Regarding your example, I made minor updates, shown as below:
diff --git a/test/micro/org/openjdk/bench/java/lang/Integers.java b/test/micro/org/openjdk/bench/java/lang/Integers.java
index 43ceb5d18d2..5ecbee26cab 100644
--- a/test/micro/org/openjdk/bench/java/lang/Integers.java
+++ b/test/micro/org/openjdk/bench/java/lang/Integers.java
@@ -167,6 +167,52 @@ public class Integers {
}
}
+ @Benchmark
+ public void compareUnsignedIndirect3(Blackhole bh) {
+ int seed = intsBig[0];
+ int probe1 = seed;
+ int probe2 = seed ^ seed << 5;
+ int r = 0;
+ for (int i = 0; i < size; i++) {
+ probe1 ^= probe1 << 13;
+ r += Integer.compareUnsigned(probe1, Integer.MAX_VALUE) <= 0 ? 1 : 0;
+ probe2 ^= probe2 << 13;
+ probe1 ^= probe1 >>> 17;
+ r += Integer.compareUnsigned(probe2, Integer.MAX_VALUE) <= 0 ? 1 : 0;
+ r += Integer.compareUnsigned(probe1, Integer.MAX_VALUE) <= 0 ? 1 : 0;
+ probe2 ^= probe2 >>> 17;
+ probe1 ^= probe1 << 5;
+ r += Integer.compareUnsigned(probe2, Integer.MAX_VALUE) <= 0 ? 1 : 0;
+ r += Integer.compareUnsigned(probe1, Integer.MAX_VALUE) <= 0 ? 1 : 0;
+ probe2 ^= probe2 << 5;
+ r += Integer.compareUnsigned(probe2, Integer.MAX_VALUE) <= 0 ? 1 : 0;
+ }
+ bh.consume(r);
+ }
+
+ @Benchmark
+ public void compareUnsignedDirect3(Blackhole bh) {
+ int seed = intsBig[0];
+ int probe1 = seed;
+ int probe2 = seed ^ seed << 5;
+ int r = 0;
+ for (int i = 0; i < size; i++) {
+ probe1 ^= probe1 << 13;
+ r += Integer.compareUnsigned(probe1, Integer.MAX_VALUE);
+ probe2 ^= probe2 << 13;
+ probe1 ^= probe1 >>> 17;
+ r += Integer.compareUnsigned(probe2, Integer.MAX_VALUE);
+ r += Integer.compareUnsigned(probe1, Integer.MAX_VALUE);
+ probe2 ^= probe2 >>> 17;
+ probe1 ^= probe1 << 5;
+ r += Integer.compareUnsigned(probe2, Integer.MAX_VALUE);
+ r += Integer.compareUnsigned(probe1, Integer.MAX_VALUE);
+ probe2 ^= probe2 << 5;
+ r += Integer.compareUnsigned(probe2, Integer.MAX_VALUE);
+ }
+ bh.consume(r);
+ }
+
@Benchmark
public void reverseBytes() {
for (int i = 0; i < size; i++) {
Here shows the performance data of `compareUnsignedDirect3` on aarch64.
Integer.MAX_VALUE
Before After Unit
compareUnsignedDirect3 2.986 ± 0.019 1.858 ± 0.008 us/op
We can see using this intrinsic can introduce some performance uplifts.

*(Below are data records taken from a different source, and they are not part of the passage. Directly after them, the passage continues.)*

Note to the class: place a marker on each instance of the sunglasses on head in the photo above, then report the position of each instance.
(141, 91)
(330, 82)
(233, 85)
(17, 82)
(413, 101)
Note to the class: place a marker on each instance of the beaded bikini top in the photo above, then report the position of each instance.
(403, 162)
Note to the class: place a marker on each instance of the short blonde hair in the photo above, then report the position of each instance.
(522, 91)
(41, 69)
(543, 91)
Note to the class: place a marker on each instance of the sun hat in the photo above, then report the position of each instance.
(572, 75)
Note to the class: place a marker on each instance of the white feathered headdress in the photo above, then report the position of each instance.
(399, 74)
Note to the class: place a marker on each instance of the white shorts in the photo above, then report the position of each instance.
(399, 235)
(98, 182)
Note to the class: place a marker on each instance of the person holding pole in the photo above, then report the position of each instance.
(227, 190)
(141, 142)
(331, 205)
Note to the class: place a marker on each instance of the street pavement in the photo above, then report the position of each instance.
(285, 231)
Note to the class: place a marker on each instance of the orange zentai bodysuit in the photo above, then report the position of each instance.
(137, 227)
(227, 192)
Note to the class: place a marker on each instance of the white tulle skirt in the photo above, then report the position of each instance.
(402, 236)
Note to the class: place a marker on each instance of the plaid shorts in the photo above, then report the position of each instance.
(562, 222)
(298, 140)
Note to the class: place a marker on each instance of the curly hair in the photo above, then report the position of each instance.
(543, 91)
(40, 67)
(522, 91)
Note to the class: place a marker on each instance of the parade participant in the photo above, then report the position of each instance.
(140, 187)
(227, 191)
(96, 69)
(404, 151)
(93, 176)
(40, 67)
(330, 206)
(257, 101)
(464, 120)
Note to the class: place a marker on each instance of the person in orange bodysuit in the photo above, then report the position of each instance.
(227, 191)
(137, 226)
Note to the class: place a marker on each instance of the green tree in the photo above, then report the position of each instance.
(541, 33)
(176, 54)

Regarding `Integer.compareUnsigned(XX, YY)`, we should use random values for both `XX` and `YY` in order to expose the advantage of branch predication.
Hence, I made the following two versions of updates.
**Version-2**: Using another constant value for `YY`, e.g., `-1`.
@@ -198,17 +198,17 @@ public class Integers {
int r = 0;
for (int i = 0; i < size; i++) {
probe1 ^= probe1 << 13;
- r += Integer.compareUnsigned(probe1, Integer.MAX_VALUE);
+ r += Integer.compareUnsigned(probe1, -1);
probe2 ^= probe2 << 13;
probe1 ^= probe1 >>> 17;
- r += Integer.compareUnsigned(probe2, Integer.MAX_VALUE);
- r += Integer.compareUnsigned(probe1, Integer.MAX_VALUE);
+ r += Integer.compareUnsigned(probe2, -1);
+ r += Integer.compareUnsigned(probe1, -1);
probe2 ^= probe2 >>> 17;
probe1 ^= probe1 << 5;
- r += Integer.compareUnsigned(probe2, Integer.MAX_VALUE);
- r += Integer.compareUnsigned(probe1, Integer.MAX_VALUE);
+ r += Integer.compareUnsigned(probe2, -1);
+ r += Integer.compareUnsigned(probe1, -1);
probe2 ^= probe2 << 5;
- r += Integer.compareUnsigned(probe2, Integer.MAX_VALUE);
+ r += Integer.compareUnsigned(probe2, -1);
}
bh.consume(r);
}
**Version-3**: Using some random value for `YY`, e.g., `probe1, probe2, r`.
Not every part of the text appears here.